Official role
Founding Kernel Engineer, GPU Kernels
Location: San Francisco / Bay Area preferred. Remote exceptional for the right person.
About the Role
This is a performance engineering role for a senior builder who can learn unfamiliar hardware, reason from first principles, and produce trustworthy measurements. You will work near GPU kernels and numerical formats, but the core need is judgment: identify what matters, test it carefully, and turn low-level evidence into reusable optimization artifacts. Specific CUDA, HIP, Triton, Hopper, Blackwell, or CDNA experience is useful, not a hard gate.
What You'll Do
- Investigate performance questions that affect inference cost, latency, and reliability.
- Build or adapt kernels, microbenchmarks, and experiments when they are the right way to answer a question.
- Work with technologies such as CUDA, HIP, Triton, WGMMA, TMA, tcgen05.mma, TMEM, MFMA, Hopper, Blackwell, CDNA, FP4, NVFP4, and other sub-byte formats where relevant.
- Connect correctness, profiling, throughput, and system integration evidence into practical recommendations.
- Translate low-level findings into artifacts the broader product and infrastructure can use.
Skills and Qualifications
Minimum qualifications
- Fast learner with strong CS, systems, numerical, or performance fundamentals.

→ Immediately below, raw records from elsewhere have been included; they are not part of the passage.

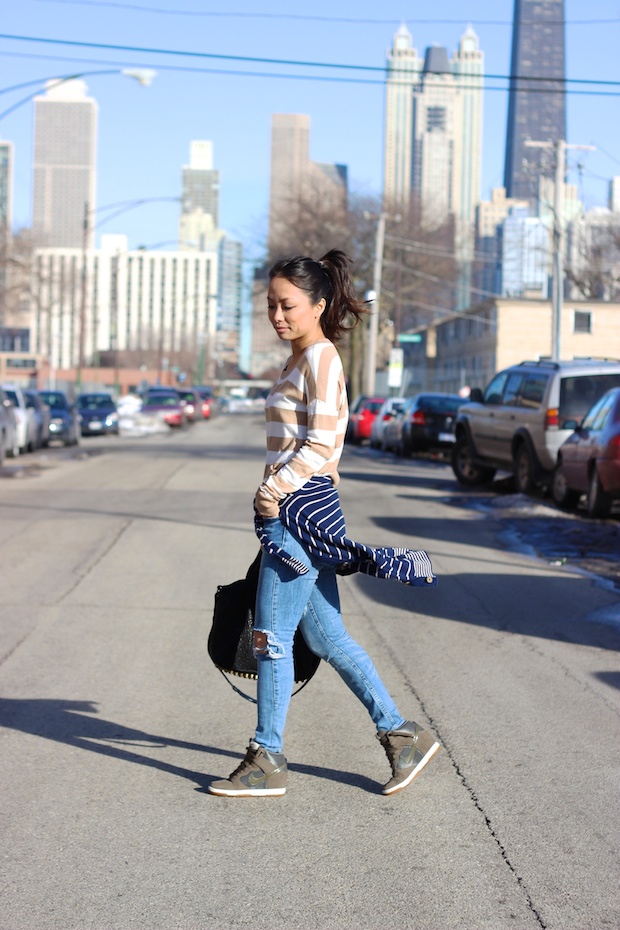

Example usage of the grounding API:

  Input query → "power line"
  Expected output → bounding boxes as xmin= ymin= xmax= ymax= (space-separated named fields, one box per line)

xmin=26 ymin=1 xmax=620 ymax=27
xmin=1 ymin=33 xmax=619 ymax=90
xmin=4 ymin=49 xmax=620 ymax=99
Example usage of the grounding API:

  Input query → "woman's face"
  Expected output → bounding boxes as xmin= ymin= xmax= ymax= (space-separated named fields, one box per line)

xmin=267 ymin=275 xmax=325 ymax=352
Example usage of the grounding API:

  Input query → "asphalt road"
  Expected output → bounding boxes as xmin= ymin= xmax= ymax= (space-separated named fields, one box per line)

xmin=0 ymin=417 xmax=618 ymax=930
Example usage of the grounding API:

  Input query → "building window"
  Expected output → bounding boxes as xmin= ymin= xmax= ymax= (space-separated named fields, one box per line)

xmin=427 ymin=106 xmax=446 ymax=131
xmin=573 ymin=309 xmax=592 ymax=334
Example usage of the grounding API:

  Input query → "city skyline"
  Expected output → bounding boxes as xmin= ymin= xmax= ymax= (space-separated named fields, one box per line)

xmin=0 ymin=1 xmax=618 ymax=260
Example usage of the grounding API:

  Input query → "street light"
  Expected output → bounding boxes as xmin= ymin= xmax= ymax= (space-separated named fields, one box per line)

xmin=0 ymin=69 xmax=156 ymax=121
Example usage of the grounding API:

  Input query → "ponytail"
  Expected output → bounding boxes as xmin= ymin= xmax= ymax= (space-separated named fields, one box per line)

xmin=269 ymin=249 xmax=368 ymax=343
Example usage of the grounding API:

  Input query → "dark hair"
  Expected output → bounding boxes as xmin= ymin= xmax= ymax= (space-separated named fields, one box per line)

xmin=268 ymin=249 xmax=368 ymax=343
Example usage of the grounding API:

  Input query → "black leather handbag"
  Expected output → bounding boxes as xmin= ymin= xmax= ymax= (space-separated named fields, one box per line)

xmin=208 ymin=551 xmax=320 ymax=702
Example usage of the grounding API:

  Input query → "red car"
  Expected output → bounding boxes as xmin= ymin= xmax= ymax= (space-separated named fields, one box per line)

xmin=141 ymin=390 xmax=187 ymax=428
xmin=175 ymin=388 xmax=202 ymax=422
xmin=552 ymin=387 xmax=620 ymax=517
xmin=347 ymin=396 xmax=386 ymax=444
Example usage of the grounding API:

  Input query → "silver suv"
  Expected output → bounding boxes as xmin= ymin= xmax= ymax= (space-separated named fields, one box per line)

xmin=451 ymin=359 xmax=620 ymax=493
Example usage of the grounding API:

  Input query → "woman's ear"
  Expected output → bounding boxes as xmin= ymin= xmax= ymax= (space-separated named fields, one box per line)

xmin=316 ymin=298 xmax=326 ymax=317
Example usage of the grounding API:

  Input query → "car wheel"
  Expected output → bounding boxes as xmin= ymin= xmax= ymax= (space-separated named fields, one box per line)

xmin=551 ymin=463 xmax=580 ymax=509
xmin=514 ymin=444 xmax=536 ymax=495
xmin=587 ymin=466 xmax=612 ymax=518
xmin=7 ymin=432 xmax=19 ymax=458
xmin=451 ymin=435 xmax=495 ymax=487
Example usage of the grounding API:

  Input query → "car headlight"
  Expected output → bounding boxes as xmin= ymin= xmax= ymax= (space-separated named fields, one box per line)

xmin=105 ymin=413 xmax=118 ymax=426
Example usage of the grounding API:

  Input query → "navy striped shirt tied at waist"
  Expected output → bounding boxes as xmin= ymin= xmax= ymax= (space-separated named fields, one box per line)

xmin=254 ymin=475 xmax=437 ymax=588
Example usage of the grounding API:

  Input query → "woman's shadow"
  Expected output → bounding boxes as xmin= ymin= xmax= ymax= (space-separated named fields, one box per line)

xmin=0 ymin=697 xmax=378 ymax=793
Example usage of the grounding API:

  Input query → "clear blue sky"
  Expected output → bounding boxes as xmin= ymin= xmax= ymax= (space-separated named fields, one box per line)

xmin=1 ymin=0 xmax=619 ymax=266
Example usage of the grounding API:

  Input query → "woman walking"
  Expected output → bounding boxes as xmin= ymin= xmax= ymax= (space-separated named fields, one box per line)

xmin=208 ymin=250 xmax=440 ymax=798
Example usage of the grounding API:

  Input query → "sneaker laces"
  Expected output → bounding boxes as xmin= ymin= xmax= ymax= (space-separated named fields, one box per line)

xmin=227 ymin=743 xmax=260 ymax=780
xmin=378 ymin=732 xmax=408 ymax=771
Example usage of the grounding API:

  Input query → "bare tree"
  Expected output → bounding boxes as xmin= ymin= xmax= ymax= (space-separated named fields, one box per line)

xmin=381 ymin=200 xmax=459 ymax=335
xmin=566 ymin=220 xmax=620 ymax=301
xmin=0 ymin=228 xmax=40 ymax=327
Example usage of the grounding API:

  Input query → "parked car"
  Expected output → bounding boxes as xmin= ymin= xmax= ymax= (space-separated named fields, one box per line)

xmin=0 ymin=386 xmax=20 ymax=463
xmin=76 ymin=392 xmax=119 ymax=436
xmin=38 ymin=390 xmax=81 ymax=446
xmin=369 ymin=398 xmax=406 ymax=449
xmin=1 ymin=383 xmax=37 ymax=453
xmin=141 ymin=389 xmax=187 ymax=428
xmin=386 ymin=393 xmax=462 ymax=456
xmin=551 ymin=387 xmax=620 ymax=517
xmin=451 ymin=359 xmax=620 ymax=493
xmin=347 ymin=396 xmax=386 ymax=444
xmin=23 ymin=390 xmax=50 ymax=448
xmin=174 ymin=388 xmax=202 ymax=422
xmin=195 ymin=385 xmax=219 ymax=419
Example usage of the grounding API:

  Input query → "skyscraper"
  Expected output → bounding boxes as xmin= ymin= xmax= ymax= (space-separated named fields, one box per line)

xmin=268 ymin=114 xmax=310 ymax=250
xmin=32 ymin=79 xmax=97 ymax=248
xmin=504 ymin=0 xmax=566 ymax=202
xmin=383 ymin=26 xmax=483 ymax=239
xmin=179 ymin=140 xmax=220 ymax=249
xmin=383 ymin=24 xmax=421 ymax=211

- AI-native builder who uses AI tools to study hardware docs, prototype kernels, debug failures, and move faster while verifying results.
- Evidence-backed measurement discipline, including careful profiling, benchmarking, and correctness checks.
- GPU, kernel, compiler, numerical, or performance engineering experience.
- Experience with C++, CUDA, HIP, Triton, or similar low-level performance tools, or clear ability to learn the needed stack quickly.
- Comfort reasoning about numerical correctness and performance tradeoffs.
- Ability to communicate careful measurements without overstating results.
Preferred qualifications
- Experience with Hopper, Blackwell, CDNA, tensor cores, or MFMA.
- Experience with quantization formats, inference kernels, compiler work, or code generation.
- Published OSS, benchmark, kernel, compiler, or performance work.
Logistics
- Full-time founding role.
- San Francisco / Bay Area preferred. Remote exceptional for the right person.
- Details discussed during process.
When applying, select "Founding Kernel Engineer, GPU Kernels" in the Role or lane field.